Sottoposti a esperimenti concepiti per primati non umani, un gruppo di volontari umani ha prodotto risultati simili a quelli di tutte le altre scimmie, tranne per il fatto che la struttura sociale nell’essere umano può essere imposta per via culturale invece che essere connaturata alla specie.
Qual è l’effetto prodotto dalla struttura sociale sulla capacità di collaborare per il raggiungimento di un fine comune? Nei nostri cugini più o meno prossimi, le scimmie, sembrano esserci pochi dubbi. Una struttura sociale fortemente gerarchica disincentiva la collaborazione e induce gli individui di rango più basso a disinteressarsi delle attività che dovrebbero produrre un vantaggio per il branco nel suo insieme, come avviene nelle società fortemente gerarchizzata degli scimpanzé (Pan troglodytes). Mentre, per esempio, tra i tamarini edipo (Saguinus oedipus), scimmiette sudamericane la cui struttura sociale è basata su rapporti più sfumati, il contributo degli individui ad imprese che portano a benefici comuni è più diffuso.
E tra gli umani come funzionano le cose? Condividendo la stessa origine evolutiva, gli umani e gli altri primati dovrebbero aver ereditato un senso dell’etica simile radicato nelle strutture più profonde del cervello ereditate da antenati comuni. Per verificare questa possibilità, Katherine A. Cronin, del centro di conservazione delle grandi scimmie di Chicago (USA), ha unito un gruppo multidisciplinare di specialisti, provenienti da università statunitensi, olandesi e spagnole. Lo scopo del gruppo è stato adattare i test e le osservazioni svolti sui primati non umani, in natura o in cattività, perché potessero essere utilizzati su soggetti della nostra specie; utilizzando poi i risultati per stabilire il grado di somiglianza di primati umani e non posti nelle stesse situazioni. Al di la dei risultati specifici, l’idea di una comparazione diretta tra il comportamento dei primati umani e non, è potenzialmente così interessante che il lavoro si è guadagnato un posto sulla rivista Nature.
Nello svolgimento dell’esperimento i ricercatori hanno reclutato dei volontari che sono poi stati suddivisi in tre sottogruppi nei quali poteva essere assegnato un rango in base all’abilità nel risolvere un rompicapo, in cui i ranghi erano assegnati casualmente o in cui non esistevano ranghi.
Successivamente i partecipanti, a coppie variabili, dovevano scegliere, in una serie di sessioni di gioco, se collaborare o meno per ottenere una somma di denaro comune, sapendo però che la successiva spartizione sarebbe stata influenzata dalle differenze di rango. I partecipanti si sono dimostrati molto meno collaborativi nei gruppi dove esistevano dei ranghi, indipendentemente da come questi ranghi erano stati assegnati, rispetto al gruppo dove non c’erano differenze tra gli individui.

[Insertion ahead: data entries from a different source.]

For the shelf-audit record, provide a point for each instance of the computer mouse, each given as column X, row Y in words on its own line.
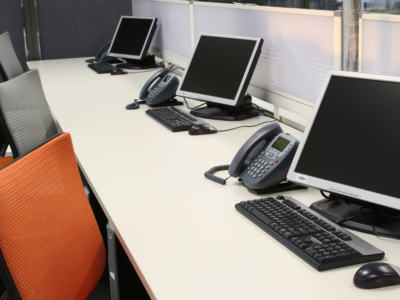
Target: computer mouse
column 376, row 275
column 202, row 129
column 118, row 72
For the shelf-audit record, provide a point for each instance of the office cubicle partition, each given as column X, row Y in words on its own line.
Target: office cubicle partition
column 173, row 34
column 300, row 46
column 78, row 28
column 11, row 21
column 379, row 44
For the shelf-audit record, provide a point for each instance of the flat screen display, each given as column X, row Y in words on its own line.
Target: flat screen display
column 131, row 36
column 354, row 138
column 218, row 66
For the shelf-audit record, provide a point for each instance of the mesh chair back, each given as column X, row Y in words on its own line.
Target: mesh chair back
column 50, row 244
column 10, row 66
column 25, row 115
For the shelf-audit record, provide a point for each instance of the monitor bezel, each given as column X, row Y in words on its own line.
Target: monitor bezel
column 334, row 187
column 136, row 57
column 208, row 98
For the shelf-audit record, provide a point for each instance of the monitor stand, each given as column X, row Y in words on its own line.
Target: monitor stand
column 347, row 213
column 147, row 62
column 227, row 113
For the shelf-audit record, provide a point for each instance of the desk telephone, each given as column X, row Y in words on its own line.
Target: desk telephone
column 162, row 90
column 263, row 161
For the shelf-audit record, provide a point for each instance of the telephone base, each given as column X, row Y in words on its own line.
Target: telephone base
column 148, row 62
column 170, row 102
column 284, row 186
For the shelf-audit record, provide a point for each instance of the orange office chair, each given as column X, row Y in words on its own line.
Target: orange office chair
column 50, row 245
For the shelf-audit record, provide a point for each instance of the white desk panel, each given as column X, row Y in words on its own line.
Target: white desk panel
column 189, row 242
column 181, row 231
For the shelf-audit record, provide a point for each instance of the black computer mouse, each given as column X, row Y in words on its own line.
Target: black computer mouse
column 118, row 72
column 202, row 129
column 376, row 275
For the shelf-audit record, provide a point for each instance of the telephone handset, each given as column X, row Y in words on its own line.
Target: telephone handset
column 264, row 160
column 164, row 88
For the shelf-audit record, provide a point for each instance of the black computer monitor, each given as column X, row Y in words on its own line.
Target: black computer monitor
column 219, row 73
column 351, row 148
column 132, row 40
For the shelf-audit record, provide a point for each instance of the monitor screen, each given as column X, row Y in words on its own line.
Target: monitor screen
column 219, row 67
column 349, row 146
column 132, row 37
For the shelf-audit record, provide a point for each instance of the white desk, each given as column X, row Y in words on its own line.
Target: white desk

Anche nella fase di spartizione della vincita, in cui il gioco prevedeva o una trattativa o l’assegnazione di tutto il piatto a uno dei giocatori in base a un’estrazione a sorte con probabilità stabilite in base al rango,i giocatori del gruppo di controllo raggiungevano più facilmente un accordo rispetto a quanto avveniva negli altri due; ma stranamente il partecipante di rango più elevato tendeva a diventare più conciliante all’aumentare della differenza di rango. I ricercatori hanno ipotizzato che questo comportamento possa essere causato dalla paura che il giocatore debole, di fronte a una perdita comunque modesta, sia indotto a tentare il tutto per tutto andando all’estrazione. In alternativa gli autori hanno ipotizzato che il giocatore di rango elevato tentasse, almeno inconsciamente, di consolidare la sua posizione di potere facendosi una reputazione di “Capo Generoso” (anche se le regole del gioco, elaborate dal team sperimentale, impedivano a una coppia di giocatori di svolgere più di una sessione insieme, proprio per evitare un “effetto reputazione”).
Anche se i risultati dello studio sono ancora preliminari, sembrano essere supportati da diverse altre ricerche presenti in letteratura. La presenza tra gli autori di un economista testimonia inoltre il suo grande potenziale applicativo.
Indipendentemente dalla grande razionalità della specie umana, pare che, per determinare cosa è giusto e cosa non lo è, ci affidiamo ancora molto a un sentire non cosciente che abbiamo ereditato in comune con tutti i nostri cugini primati. [DP]
BIBLIOGRAFIA
Cronin KA, Acheson DJ, Hernández P, Sánchez A. Hierarchy is Detrimental for Human Cooperation. Sci Rep. 2015 Dec 22;5:18634. doi: 10.1038/srep18634. PubMed PMID: 26692287.